Nel momento della fatica psichica, si può ritornare a Dio, chiedendo la grazia necessaria, o si può cercare qualche piccolo narcotico, che darà un momentaneo sollievo:  una sigaretta, un dolce, uno sguardo al giornale. Seguirà un breve ristoro, ma l’occasione di appoggiarsi a Dio o chiamarlo è perduta. Più l’individuo rifiuta tali occasioni d’incontrarsi con Dio, più Dio diventa lontano, straniero e viene avvertito come fastidioso.
La sequenza nella quale san Tommaso ha trattato i vizi capitali sembra mostrare gli ostacoli che questi erigono contro la grazia. La superbia è il nemico peggiore, perché impedisce all’uomo il rapporto con Dio, facendogli credere di essere autosufficiente. I peccati contro la castità sono i meno pericolosi, perché portano con loro una forte auto-umiliazione, e come tale possono essere un’occasione per tornare a Dio. Dal punto di vista delle conseguenze sociali o della complicazione della vita personale, però, i peccati contro la castità sono pericolosi. Inoltre ogni individuo interpreterà le cose diversamente. Per qualcuno i piaceri sessuali saranno i più importanti e tutto sarà subordinato a questi, altri saranno maggiormente attratti dalla ricchezza o dal potere. Anche i diversi contesti culturali generano diverse abitudini, ma la natura umana sempre è la stessa. Nel personale esame di coscienza ognuno deve scoprire dove in lui è il più grande ostacolo all’accoglienza della grazia.
Quando si guarda ai vizi capitali non dal punto di vista della loro opposizione alla grazia, ma dalla difficoltà che creano, si vede che gli uomini li sperimentano in modo diverso dalle donne. Per gli uomini sovente il più difficile da fronteggiare è quello della lussuria, poi seguono gola, accidia, ira, vanagloria, invidia e avarizia. Per le donne il più pericoloso è la vanagloria e a seguire l’invidia, l’ira, la lussuria, la gola e ultimo l’accidia.
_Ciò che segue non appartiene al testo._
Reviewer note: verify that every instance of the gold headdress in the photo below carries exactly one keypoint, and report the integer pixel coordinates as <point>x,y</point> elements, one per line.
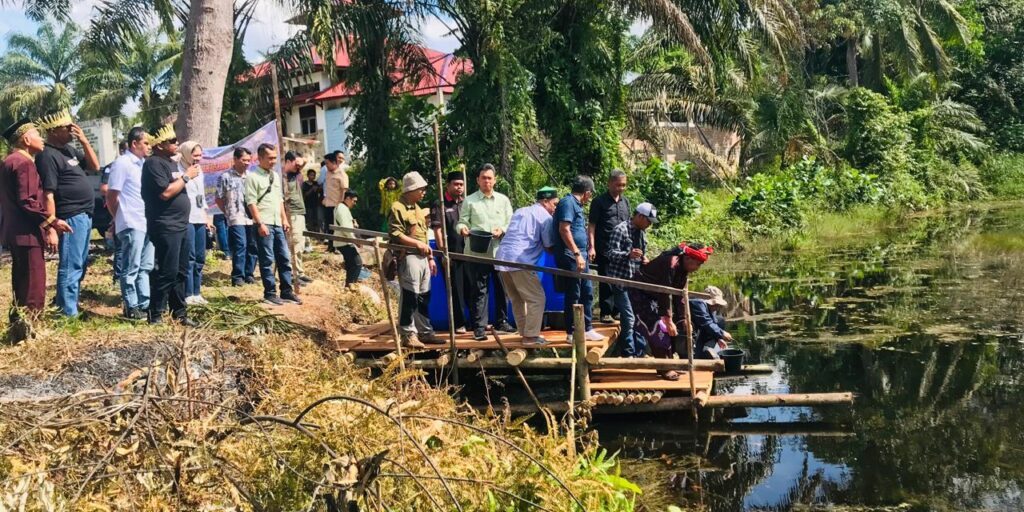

L’osservazione conferma queste tesi. Nei conventi le suore spesso vivono invidiandosi per piccole cose, ma al suono del campanello tutte vanno in cappella per cantare i vespri. I frati, invece, spesso non si interessano gli uni agli altri e dunque non sono gelosi, ma quando il campanello suona, in pochi partecipano alla preghiera comune.